A Coder Built a Job-Posting Website. Conservatives Turned It into a Weapon against Foreign Workers

October 13, 2025

Conservative member of Parliament Michelle Rempel Garner, the shadow minister for immigration, has been on a social media tear. From August 26 to September 26, the member for the Alberta riding of Calgary Nose Hill posted on X about temporary foreign workers (TFWs). Nearly every day, she’d pluck a job listing from the jobwatchcanada.com website and imply it was fraudulent.

Her September 19 entry, for example, called out a posting in the Ottawa area for six cooks at Boston Pizza. These were full-time jobs paying between $17.20 and $23 an hour, around the range for that position in the Ottawa area based on government figures. Her accompanying commentary states that Ottawa’s unemployment rate currently sits at 6.7 percent, and that 206,000 young people are unemployed in Ontario. The implication is that the posting must be fraudulent because the unemployment rate is above the 6 percent threshold, which, under the new rules governing the Temporary Foreigner Worker Program (TFWP), should disqualify restaurants like Boston Pizza from hiring foreign workers, and that there should be enough unemployed youth in Ontario to fill those positions.

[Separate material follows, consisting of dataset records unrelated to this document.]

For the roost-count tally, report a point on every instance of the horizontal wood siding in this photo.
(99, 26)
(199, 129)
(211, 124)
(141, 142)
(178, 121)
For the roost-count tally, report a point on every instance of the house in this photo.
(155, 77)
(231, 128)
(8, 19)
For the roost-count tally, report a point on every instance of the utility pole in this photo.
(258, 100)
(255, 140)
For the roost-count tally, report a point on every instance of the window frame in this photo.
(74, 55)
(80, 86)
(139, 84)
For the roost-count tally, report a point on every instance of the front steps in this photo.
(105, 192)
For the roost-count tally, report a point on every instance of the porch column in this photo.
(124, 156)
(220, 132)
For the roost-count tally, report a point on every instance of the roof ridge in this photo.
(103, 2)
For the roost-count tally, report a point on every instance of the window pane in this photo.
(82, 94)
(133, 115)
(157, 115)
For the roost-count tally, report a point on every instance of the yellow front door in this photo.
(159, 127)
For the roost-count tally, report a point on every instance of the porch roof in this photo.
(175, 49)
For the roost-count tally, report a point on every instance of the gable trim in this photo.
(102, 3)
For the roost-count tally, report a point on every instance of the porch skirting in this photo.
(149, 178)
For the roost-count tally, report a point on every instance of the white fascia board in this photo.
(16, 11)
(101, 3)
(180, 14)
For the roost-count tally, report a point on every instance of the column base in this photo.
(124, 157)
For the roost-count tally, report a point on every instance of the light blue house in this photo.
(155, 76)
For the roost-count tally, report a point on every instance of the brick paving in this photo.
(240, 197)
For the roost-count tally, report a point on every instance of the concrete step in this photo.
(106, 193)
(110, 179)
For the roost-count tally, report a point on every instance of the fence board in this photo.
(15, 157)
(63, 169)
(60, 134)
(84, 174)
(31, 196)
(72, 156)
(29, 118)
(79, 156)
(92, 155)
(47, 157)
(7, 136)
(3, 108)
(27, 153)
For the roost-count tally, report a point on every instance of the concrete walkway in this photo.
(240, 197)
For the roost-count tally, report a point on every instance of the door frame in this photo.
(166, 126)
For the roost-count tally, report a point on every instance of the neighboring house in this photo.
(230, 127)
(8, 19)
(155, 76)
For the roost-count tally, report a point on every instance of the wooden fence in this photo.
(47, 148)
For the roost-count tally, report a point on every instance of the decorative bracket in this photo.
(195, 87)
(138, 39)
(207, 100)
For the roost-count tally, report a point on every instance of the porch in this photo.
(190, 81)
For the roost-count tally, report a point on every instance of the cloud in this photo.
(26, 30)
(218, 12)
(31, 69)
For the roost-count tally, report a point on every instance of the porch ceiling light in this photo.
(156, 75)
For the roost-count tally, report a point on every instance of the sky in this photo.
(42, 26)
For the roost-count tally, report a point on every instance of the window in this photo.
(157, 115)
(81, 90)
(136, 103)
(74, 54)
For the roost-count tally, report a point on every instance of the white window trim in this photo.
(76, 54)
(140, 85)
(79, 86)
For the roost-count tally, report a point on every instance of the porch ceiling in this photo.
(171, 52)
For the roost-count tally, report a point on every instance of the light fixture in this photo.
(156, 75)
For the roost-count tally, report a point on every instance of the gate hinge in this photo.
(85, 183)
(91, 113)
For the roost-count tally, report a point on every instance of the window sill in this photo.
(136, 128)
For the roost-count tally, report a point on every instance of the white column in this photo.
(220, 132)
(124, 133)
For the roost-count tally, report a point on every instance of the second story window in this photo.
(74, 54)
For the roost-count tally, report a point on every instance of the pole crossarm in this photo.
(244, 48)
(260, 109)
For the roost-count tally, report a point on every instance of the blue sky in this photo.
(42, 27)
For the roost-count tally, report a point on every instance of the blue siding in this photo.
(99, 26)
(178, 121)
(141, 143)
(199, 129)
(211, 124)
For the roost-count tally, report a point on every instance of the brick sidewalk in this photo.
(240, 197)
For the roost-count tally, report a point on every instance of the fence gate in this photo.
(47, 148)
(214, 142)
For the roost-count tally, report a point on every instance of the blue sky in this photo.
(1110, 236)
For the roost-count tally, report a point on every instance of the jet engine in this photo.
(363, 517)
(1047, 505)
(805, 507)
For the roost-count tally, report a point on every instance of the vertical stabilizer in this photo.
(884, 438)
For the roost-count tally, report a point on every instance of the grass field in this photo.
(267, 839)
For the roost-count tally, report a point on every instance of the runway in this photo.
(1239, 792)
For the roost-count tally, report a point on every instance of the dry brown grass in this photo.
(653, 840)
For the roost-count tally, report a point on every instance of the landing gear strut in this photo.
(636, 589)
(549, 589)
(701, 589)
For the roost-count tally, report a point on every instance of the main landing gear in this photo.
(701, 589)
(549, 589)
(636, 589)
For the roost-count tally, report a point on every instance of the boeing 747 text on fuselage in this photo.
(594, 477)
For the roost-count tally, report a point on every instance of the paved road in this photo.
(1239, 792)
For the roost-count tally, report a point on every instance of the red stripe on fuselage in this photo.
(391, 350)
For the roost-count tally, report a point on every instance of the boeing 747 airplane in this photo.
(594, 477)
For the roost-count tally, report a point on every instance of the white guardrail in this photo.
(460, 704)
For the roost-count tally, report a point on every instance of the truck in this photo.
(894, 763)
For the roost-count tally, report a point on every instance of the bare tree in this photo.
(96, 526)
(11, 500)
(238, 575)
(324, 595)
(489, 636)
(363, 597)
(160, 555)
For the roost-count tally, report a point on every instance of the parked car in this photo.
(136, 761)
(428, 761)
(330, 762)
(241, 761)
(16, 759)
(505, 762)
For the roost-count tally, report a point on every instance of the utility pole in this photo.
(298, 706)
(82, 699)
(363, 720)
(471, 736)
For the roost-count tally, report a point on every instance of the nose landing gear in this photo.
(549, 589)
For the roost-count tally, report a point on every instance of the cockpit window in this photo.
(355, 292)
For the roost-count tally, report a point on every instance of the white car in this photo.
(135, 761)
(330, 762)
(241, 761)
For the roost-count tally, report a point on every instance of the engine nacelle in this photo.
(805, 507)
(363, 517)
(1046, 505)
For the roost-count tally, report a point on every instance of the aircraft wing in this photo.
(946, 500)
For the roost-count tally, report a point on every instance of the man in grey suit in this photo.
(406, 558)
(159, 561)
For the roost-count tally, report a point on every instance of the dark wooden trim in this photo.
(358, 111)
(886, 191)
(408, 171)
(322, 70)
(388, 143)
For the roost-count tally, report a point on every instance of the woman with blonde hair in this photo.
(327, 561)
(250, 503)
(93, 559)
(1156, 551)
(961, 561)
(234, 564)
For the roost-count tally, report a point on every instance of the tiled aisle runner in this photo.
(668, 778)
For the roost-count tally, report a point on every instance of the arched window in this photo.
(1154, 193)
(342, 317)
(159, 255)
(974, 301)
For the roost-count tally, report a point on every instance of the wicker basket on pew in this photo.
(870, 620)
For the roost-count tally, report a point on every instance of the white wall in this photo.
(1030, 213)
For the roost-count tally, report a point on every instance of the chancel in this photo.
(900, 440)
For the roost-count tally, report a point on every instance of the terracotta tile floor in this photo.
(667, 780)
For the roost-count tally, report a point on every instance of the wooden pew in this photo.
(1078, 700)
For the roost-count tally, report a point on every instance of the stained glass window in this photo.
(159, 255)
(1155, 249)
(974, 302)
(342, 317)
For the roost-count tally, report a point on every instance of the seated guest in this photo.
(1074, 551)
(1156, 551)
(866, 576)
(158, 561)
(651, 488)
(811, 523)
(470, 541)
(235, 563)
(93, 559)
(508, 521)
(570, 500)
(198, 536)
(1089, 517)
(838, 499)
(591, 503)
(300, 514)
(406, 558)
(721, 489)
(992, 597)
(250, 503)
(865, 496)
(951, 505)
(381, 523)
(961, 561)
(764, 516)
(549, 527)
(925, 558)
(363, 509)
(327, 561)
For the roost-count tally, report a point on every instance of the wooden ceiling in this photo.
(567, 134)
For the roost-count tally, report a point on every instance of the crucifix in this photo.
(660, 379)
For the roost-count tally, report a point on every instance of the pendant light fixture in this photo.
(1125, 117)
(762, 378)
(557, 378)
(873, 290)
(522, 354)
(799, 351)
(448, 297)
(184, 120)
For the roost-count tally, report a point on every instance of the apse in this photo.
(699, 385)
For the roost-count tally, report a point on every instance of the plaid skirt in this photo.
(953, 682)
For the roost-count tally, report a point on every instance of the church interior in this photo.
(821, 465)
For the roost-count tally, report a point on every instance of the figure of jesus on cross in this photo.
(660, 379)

The point Rempel Garner is trying to make is that the TWFP is taking jobs away from young people in Canada, whose unemployment numbers have spiked over the past few years. The source of her information—jobwatchcanada.com—is a newly-minted site, registered on July 27, 2025, to a registrar based in Phoenix, Arizona, with the self-proclaimed goal to track “which employers frequently rely on the TFW program” and provide Canadians “with the information needed to make informed decisions about where to spend their money.”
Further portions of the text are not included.